Data Preparation for Mixed-Subjects Design — msd

Create and validate data objects for MSD estimation. Create an MSD data object

Creates a validated data object for mixed-subjects design estimation. Accepts either a single combined dataframe or two separate dataframes for observed and unobserved units. Column names default to "Y", "D", "S0", "S1" and can be overridden explicitly.

Usage

msd_data(
  data = NULL,
  observed = NULL,
  unobserved = NULL,
  outcome = "Y",
  treatment = "D",
  pred_control = "S0",
  pred_treated = "S1",
  obs_outcome = NULL,
  obs_treatment = NULL,
  obs_pred_control = NULL,
  obs_pred_treated = NULL,
  unobs_treatment = NULL,
  unobs_pred_control = NULL,
  unobs_pred_treated = NULL
)

Arguments

data: A combined dataframe containing both observed and unobserved units. Observed units have non-missing Y values; unobserved units have Y = NA. If provided, observed and unobserved should be NULL.
observed: A dataframe of observed (labeled) units with columns for outcome Y, predictions S0/S1, and treatment D. If provided, data should be NULL.
unobserved: A dataframe of unobserved (unlabeled) units with columns for predictions S0/S1 and treatment D (no Y column needed).
outcome: Name of the outcome column. Default: "Y".
treatment: Name of the treatment column. Default: "D".
pred_control: Name of the control prediction column. Default: "S0".
pred_treated: Name of the treatment prediction column. Default: "S1".
obs_outcome: Outcome column name for observed data only (overrides outcome).
obs_treatment: Treatment column name for observed data only (overrides treatment).
obs_pred_control: Control prediction column for observed data only.
obs_pred_treated: Treatment prediction column for observed data only.
unobs_treatment: Treatment column name for unobserved data only.
unobs_pred_control: Control prediction column for unobserved data only.
unobs_pred_treated: Treatment prediction column for unobserved data only.

Value

An S3 object of class "msd_data" containing:

observed: Dataframe of observed units with standardized columns Y, S0, S1, D
unobserved: Dataframe of unobserved units with standardized columns S0, S1, D (or NULL)
has_S0: Logical indicating if S0 predictions are available
has_S1: Logical indicating if S1 predictions are available
has_both_predictions: Logical indicating if both S0 and S1 are available
n1: Number of treated observed units
n0: Number of control observed units
m: Number of unobserved units
col_mapping: List of original column names used

Details

The function supports flexible column name specification:

Default column names: By default, the function expects columns named "Y" (outcome), "D" (treatment), "S0" (control prediction), and "S1" (treatment prediction). Override these using the outcome, treatment, pred_control, and pred_treated arguments.

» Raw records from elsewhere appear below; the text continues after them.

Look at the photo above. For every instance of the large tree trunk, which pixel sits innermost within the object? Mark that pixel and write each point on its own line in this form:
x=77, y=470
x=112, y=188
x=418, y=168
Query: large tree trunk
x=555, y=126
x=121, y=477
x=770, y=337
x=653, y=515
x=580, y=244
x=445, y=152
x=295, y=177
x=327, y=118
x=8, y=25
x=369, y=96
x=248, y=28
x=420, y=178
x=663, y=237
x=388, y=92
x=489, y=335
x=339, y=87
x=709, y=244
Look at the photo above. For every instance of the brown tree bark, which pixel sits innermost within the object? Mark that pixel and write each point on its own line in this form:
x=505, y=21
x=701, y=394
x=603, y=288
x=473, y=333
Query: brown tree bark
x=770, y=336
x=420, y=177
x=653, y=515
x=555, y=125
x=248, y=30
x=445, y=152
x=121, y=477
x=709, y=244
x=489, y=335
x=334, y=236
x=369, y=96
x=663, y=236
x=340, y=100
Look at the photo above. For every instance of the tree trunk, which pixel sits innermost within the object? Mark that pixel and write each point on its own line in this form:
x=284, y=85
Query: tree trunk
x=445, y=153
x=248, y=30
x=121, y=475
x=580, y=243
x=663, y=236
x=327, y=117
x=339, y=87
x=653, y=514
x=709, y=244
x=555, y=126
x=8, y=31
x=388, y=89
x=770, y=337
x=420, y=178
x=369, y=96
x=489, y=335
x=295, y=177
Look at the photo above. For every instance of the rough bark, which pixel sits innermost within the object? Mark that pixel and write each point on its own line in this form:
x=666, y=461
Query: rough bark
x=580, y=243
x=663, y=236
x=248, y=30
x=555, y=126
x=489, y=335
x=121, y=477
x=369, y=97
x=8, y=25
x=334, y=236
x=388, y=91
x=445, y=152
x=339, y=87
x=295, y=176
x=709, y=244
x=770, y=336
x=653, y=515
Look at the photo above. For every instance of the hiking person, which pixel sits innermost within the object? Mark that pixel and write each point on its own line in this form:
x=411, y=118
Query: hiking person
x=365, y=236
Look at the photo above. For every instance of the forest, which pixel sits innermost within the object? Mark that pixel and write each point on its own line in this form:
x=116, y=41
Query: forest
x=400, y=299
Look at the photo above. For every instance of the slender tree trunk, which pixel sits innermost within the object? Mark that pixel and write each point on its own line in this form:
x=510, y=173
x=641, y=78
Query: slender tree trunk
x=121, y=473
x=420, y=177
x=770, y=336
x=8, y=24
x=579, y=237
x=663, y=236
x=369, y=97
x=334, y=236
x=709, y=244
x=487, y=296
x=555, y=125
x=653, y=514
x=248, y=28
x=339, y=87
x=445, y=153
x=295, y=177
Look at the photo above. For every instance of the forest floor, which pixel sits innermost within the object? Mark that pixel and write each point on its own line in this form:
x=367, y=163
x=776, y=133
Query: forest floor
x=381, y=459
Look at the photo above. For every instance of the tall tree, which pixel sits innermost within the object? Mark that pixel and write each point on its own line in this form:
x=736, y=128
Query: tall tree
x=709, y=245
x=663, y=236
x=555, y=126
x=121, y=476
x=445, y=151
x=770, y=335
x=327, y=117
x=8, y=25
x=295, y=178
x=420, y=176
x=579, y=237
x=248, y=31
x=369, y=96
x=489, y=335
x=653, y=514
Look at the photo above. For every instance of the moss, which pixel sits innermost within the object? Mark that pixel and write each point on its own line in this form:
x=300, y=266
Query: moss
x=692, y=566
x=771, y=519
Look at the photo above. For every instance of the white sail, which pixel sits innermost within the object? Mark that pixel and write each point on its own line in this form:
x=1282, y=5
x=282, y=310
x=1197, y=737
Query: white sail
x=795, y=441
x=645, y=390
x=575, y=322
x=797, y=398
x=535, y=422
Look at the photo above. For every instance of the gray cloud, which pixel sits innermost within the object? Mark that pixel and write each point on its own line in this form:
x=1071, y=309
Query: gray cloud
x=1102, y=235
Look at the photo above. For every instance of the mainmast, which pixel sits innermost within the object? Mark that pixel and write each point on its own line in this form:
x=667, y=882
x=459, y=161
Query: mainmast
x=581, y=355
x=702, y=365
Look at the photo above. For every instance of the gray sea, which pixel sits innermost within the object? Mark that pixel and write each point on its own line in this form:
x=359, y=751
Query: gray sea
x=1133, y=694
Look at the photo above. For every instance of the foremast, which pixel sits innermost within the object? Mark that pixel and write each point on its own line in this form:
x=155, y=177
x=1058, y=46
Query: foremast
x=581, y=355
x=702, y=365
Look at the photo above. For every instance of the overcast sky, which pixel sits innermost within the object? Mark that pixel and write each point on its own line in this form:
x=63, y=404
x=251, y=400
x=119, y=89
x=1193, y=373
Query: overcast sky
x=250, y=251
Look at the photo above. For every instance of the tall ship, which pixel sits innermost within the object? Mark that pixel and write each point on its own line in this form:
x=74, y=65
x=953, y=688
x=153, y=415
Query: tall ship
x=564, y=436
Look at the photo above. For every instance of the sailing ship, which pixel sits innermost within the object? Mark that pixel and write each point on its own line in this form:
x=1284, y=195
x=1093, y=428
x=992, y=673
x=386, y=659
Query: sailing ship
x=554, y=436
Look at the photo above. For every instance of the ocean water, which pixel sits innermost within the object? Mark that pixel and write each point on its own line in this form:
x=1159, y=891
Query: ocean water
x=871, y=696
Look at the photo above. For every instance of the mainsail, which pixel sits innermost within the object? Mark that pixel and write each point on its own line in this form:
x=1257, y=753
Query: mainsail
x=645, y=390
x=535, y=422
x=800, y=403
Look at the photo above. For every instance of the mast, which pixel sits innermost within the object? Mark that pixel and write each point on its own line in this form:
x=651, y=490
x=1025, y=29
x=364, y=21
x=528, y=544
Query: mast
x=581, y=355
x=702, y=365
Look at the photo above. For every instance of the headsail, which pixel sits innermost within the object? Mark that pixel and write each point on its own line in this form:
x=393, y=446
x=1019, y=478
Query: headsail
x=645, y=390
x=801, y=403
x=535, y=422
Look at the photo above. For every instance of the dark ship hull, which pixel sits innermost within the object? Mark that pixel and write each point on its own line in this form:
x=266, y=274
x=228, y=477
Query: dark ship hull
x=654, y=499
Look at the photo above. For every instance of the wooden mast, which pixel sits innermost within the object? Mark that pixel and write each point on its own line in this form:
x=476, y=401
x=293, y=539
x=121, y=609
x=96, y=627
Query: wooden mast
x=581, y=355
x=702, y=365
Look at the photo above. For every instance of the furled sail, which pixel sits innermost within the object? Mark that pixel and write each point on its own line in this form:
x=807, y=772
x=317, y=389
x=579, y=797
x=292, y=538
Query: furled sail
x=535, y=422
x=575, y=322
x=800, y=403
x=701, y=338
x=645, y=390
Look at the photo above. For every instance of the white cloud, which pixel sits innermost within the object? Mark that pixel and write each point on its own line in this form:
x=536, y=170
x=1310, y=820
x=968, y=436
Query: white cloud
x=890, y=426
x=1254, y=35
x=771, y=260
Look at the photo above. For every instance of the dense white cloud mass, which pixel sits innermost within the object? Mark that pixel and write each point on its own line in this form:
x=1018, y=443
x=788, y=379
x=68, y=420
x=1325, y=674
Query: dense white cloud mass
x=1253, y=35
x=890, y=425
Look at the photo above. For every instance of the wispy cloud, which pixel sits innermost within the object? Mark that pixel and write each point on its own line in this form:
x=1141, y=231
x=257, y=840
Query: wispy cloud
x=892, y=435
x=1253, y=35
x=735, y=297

Global specification: Use outcome, treatment, pred_control, pred_treated to set column names that apply to both observed and unobserved dataframes.

Per-dataframe specification: Use obs_* and unobs_* arguments when column names differ between observed and unobserved dataframes. These override global settings.

Two input modes:

Mode 1: Single combined dataframe Provide a single dataframe via the data argument. The function will automatically split it into observed and unobserved based on whether Y is NA.

Mode 2: Separate dataframes Provide two separate dataframes via observed and unobserved.

Examples

# Default column names (Y, D, S0, S1)
obs_df <- data.frame(
  Y = c(1.2, 0.8, 1.5, 0.9),
  S0 = c(1.0, 0.7, 1.3, 0.8),
  S1 = c(1.1, 0.9, 1.4, 1.0),
  D = c(1, 0, 1, 0)
)
msd <- msd_data(observed = obs_df)

# Custom column names (same in both dataframes)
obs_df2 <- data.frame(
  response = c(1.2, 0.8, 1.5, 0.9),
  pred_ctrl = c(1.0, 0.7, 1.3, 0.8),
  pred_trt = c(1.1, 0.9, 1.4, 1.0),
  treated = c(1, 0, 1, 0)
)
unobs_df2 <- data.frame(
  pred_ctrl = c(1.1, 0.9),
  pred_trt = c(1.2, 1.0),
  treated = c(1, 0)
)
msd2 <- msd_data(
  observed = obs_df2,
  unobserved = unobs_df2,
  outcome = "response",
  treatment = "treated",
  pred_control = "pred_ctrl",
  pred_treated = "pred_trt"
)

# Different column names in observed vs unobserved
obs_df3 <- data.frame(
  outcome = c(1.2, 0.8),
  claude_pred_0 = c(1.0, 0.7),
  claude_pred_1 = c(1.1, 0.9),
  treatment = c(1, 0)
)
unobs_df3 <- data.frame(
  s0_claude = c(1.1, 0.9),
  s1_claude = c(1.2, 1.0),
  D = c(1, 0)
)
msd3 <- msd_data(
  observed = obs_df3,
  unobserved = unobs_df3,
  obs_outcome = "outcome",
  obs_treatment = "treatment",
  obs_pred_control = "claude_pred_0",
  obs_pred_treated = "claude_pred_1",
  unobs_treatment = "D",
  unobs_pred_control = "s0_claude",
  unobs_pred_treated = "s1_claude"
)